L'action ArcelorMittal en hausse de 3,78 % à mi-journée après le retournement du CAC 40
ArcelorMittal SA affiche l'une des plus fortes progressions du SBF 120 ce lundi à la mi-journée, avec un titre en hausse de 3,78 % à 43,60 euros. Le sidérurgiste profite du retournement haussier observé sur les places européennes après une matinée marquée par de vives tensions géopolitiques. La valeur, qui avait reculé de 2,53 % sur les sept derniers jours, retrouve ainsi du terrain.

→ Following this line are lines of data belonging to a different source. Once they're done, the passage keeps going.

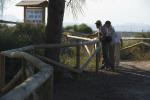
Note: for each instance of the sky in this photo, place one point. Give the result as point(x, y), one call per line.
point(117, 11)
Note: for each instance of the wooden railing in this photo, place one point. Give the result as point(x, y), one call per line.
point(35, 78)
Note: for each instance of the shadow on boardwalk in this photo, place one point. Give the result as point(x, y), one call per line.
point(128, 82)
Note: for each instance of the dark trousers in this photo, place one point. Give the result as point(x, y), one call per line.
point(106, 54)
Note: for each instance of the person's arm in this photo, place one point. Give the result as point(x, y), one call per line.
point(121, 41)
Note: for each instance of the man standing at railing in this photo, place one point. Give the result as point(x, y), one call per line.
point(107, 33)
point(99, 26)
point(115, 49)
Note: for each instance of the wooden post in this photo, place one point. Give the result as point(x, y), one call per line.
point(2, 71)
point(97, 57)
point(78, 55)
point(45, 92)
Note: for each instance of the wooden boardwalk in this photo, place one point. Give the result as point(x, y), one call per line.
point(128, 82)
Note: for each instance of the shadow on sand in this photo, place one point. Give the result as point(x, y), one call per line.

Un rebond technique après le repli, dans un contexte de désescalade géopolitique
Le titre ArcelorMittal SA s'échange à 43,60 euros en séance, contre 42,01 euros à la dernière clôture de vendredi. Ce sursaut intervient alors que le CAC 40, en hausse de 0,61 % en séance, a opéré un retournement spectaculaire après avoir cédé plus de 2 % dans la matinée. L'annonce du report de frappes militaires américaines contre l'Iran et la reprise d'un dialogue entre Washington et Téhéran ont permis aux marchés de se redresser. Le détroit d'Ormuz, artère vitale pour le transit pétrolier mondial, était au cœur des tensions qui pesaient sur les cours en début de journée. Le SBF 120 progresse quant à lui de 0,63 % en séance.
Sur les trois derniers mois, l'action du groupe luxembourgeois affiche une performance de +13,72 %, et de +49,73 % sur un an, illustrant la dynamique de revalorisation du titre depuis le printemps 2025. Les résultats du premier trimestre 2026, attendus le 30 avril prochain, constitueront un prochain jalon pour apprécier la trajectoire opérationnelle du sidérurgiste.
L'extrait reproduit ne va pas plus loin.